Recoupment of Overpayment Available Only In Limited Circumstances
According to the Commonwealth Court in Dollar Tree Stores, Inc. v. Workers’ Compensation Appeal Board (Reichert), an employer may not recoup an overpayment of workers’ compensation benefits from an employer solely based on the doctrine of unjust enrichment. Rather, an employer is entitled to a recoupment under Section 413(a) of the Act only to correct errors in existing agreements.

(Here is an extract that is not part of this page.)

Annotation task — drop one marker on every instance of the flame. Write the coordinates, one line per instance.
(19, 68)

No Offsets Unless an Employer Affirmatively Notifies a Claimant of the Obligation
Under Section 204 of the Act and 34 Pa. Code § 123.501, an employer must notify an injured worker of the obligation to notify the employer of the receipt of old age Social Security benefits. Only after an employer provides the required notice is an employer entitled to an offset to the claimant’s workers’ compensation benefits. When an employer fails to exercise due diligence in seeking the offset, and there is prejudice to the claimant, the doctrine of laches precludes the employer from recouping the offsetable benefits, according to the Commonwealth Court in Maxim Crane Works v. Workers’ Compensation Appeal Board (Solano).

No Pension Offsets When Employer Provides Incorrect Information
In Gadonas v. Workers’ Compensation Appeal Board (Boeing Defense & Space Group), the Commonwealth Court held that, pursuant to 34 Pa. Code § 123, “Pension benefits which are rolled over into an IRA or other similarly restricted account may not offset workers’ compensation benefits, so long as the employe does not withdraw or otherwise utilize the pension benefits from the restricted account while simultaneously receiving workers’ compensation benefits from the liable employer.” Further, an Employer is estopped from disputing that pension payments received should be treated as a rollover when the evidence establishes that Claimant relied on a benefits administrator’s assurance that the disability pension would not affect the workers’ compensation benefits.

No Limits On When An Employer May Seek A Vocational Review
An Employer may require a Claimant to submit to a vocational interview without the need for and before filing a petition to modify benefits, according to the Commonwealth Court in Vaneman v. Workers’ Compensation Appeal Board (Apollo Moving). Rather, a request for a vocational interview may occur even if the claimant has returned to work at a modified wage and concurrently receives partial disability benefits.